Neoesophagus From Colonic Interposition
Meghana Vellanki, MD, and Jeffrey Gill, MD
University of South Florida Morsani College of Medicine, Tampa, Florida
Vellanki M, Gill J. Neoesophagus from colonic interposition. Consultant. 2017;57(12):719.
A 54-year-old man with a history of dysphagia and pacemaker placement for structural heart disease presented with left facial cellulitis and Streptococcus parasanguinis bacteremia. He required transesophageal echocardiography (TEE) for further assessment after a questionable vegetation had been seen on a 2-dimensional echocardiogram.
During TEE, the gastroenterology team was consulted after the cardiology team had difficulty advancing the endoscope beyond 30 cm on multiple attempts. Endoscopy was performed, the results of which revealed that the esophagus was surgically absent, and that the patient had a pharyngeal-colonic anastomosis (Figure 1). Dilated veins resembling esophageal varices, as well as colonic haustral, were seen in the neoesophagus (Figure 2). The distal esophagus was dilated with a 54F dilator without difficulty (Figure 3); however, dysphagia was more likely related to esophageal-colonic dysmotility.
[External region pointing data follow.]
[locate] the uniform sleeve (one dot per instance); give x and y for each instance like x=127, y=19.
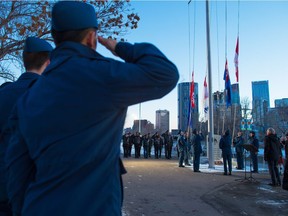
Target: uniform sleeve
x=146, y=74
x=20, y=168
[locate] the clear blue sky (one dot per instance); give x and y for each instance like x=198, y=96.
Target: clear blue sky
x=263, y=47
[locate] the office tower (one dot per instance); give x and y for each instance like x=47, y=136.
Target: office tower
x=281, y=102
x=183, y=106
x=162, y=121
x=235, y=94
x=260, y=104
x=145, y=126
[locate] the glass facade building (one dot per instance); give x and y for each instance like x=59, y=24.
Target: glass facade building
x=162, y=121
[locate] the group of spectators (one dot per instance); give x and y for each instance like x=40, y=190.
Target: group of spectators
x=147, y=141
x=56, y=156
x=273, y=146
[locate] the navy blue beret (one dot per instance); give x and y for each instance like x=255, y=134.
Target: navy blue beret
x=73, y=15
x=33, y=44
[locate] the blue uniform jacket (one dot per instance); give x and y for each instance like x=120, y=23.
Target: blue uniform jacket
x=64, y=159
x=225, y=145
x=8, y=98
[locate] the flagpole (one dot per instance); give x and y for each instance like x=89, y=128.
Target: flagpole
x=210, y=120
x=140, y=118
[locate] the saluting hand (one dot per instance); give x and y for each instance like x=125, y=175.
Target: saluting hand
x=110, y=44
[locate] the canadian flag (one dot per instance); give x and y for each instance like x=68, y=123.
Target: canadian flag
x=206, y=96
x=236, y=60
x=192, y=87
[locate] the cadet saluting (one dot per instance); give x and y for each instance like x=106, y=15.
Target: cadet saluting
x=65, y=116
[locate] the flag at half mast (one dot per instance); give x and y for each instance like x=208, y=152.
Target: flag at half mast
x=236, y=60
x=226, y=77
x=205, y=99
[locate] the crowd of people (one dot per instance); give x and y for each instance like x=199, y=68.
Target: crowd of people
x=56, y=156
x=273, y=146
x=147, y=142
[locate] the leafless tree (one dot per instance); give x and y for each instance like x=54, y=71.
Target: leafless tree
x=22, y=18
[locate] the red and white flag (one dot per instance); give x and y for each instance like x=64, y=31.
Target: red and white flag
x=192, y=89
x=236, y=60
x=205, y=99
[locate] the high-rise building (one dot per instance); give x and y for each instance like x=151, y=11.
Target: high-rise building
x=260, y=92
x=145, y=126
x=162, y=121
x=260, y=104
x=235, y=94
x=183, y=106
x=281, y=102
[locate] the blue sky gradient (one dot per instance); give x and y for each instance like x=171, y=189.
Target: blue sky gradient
x=263, y=46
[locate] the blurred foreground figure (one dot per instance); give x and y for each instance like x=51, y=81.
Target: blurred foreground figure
x=35, y=55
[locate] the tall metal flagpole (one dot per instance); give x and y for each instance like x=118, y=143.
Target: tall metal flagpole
x=140, y=118
x=210, y=120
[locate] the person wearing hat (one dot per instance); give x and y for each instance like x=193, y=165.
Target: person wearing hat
x=197, y=149
x=35, y=59
x=181, y=142
x=272, y=153
x=225, y=146
x=252, y=140
x=238, y=142
x=284, y=142
x=80, y=96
On further investigation, the patient reported having undergone total esophagectomy with colonic interposition as a child after having been poisoned with lye. This surgical procedure is now less common due to newer methods of repairing esophageal stenosis or damage, including primary reconstruction with or without gastric pull-up. Colonic interposition is no longer the preferred method of esophageal reconstruction.
Colonic interposition can cause dysphagia due to a lack of esophageal peristalsis; furthermore, the haustral bulges can make procedures such as TEE more difficult to perform. Awareness of this now uncommon procedure and identifying it during a thorough surgical history is critical, as demonstrated in this patient’s case.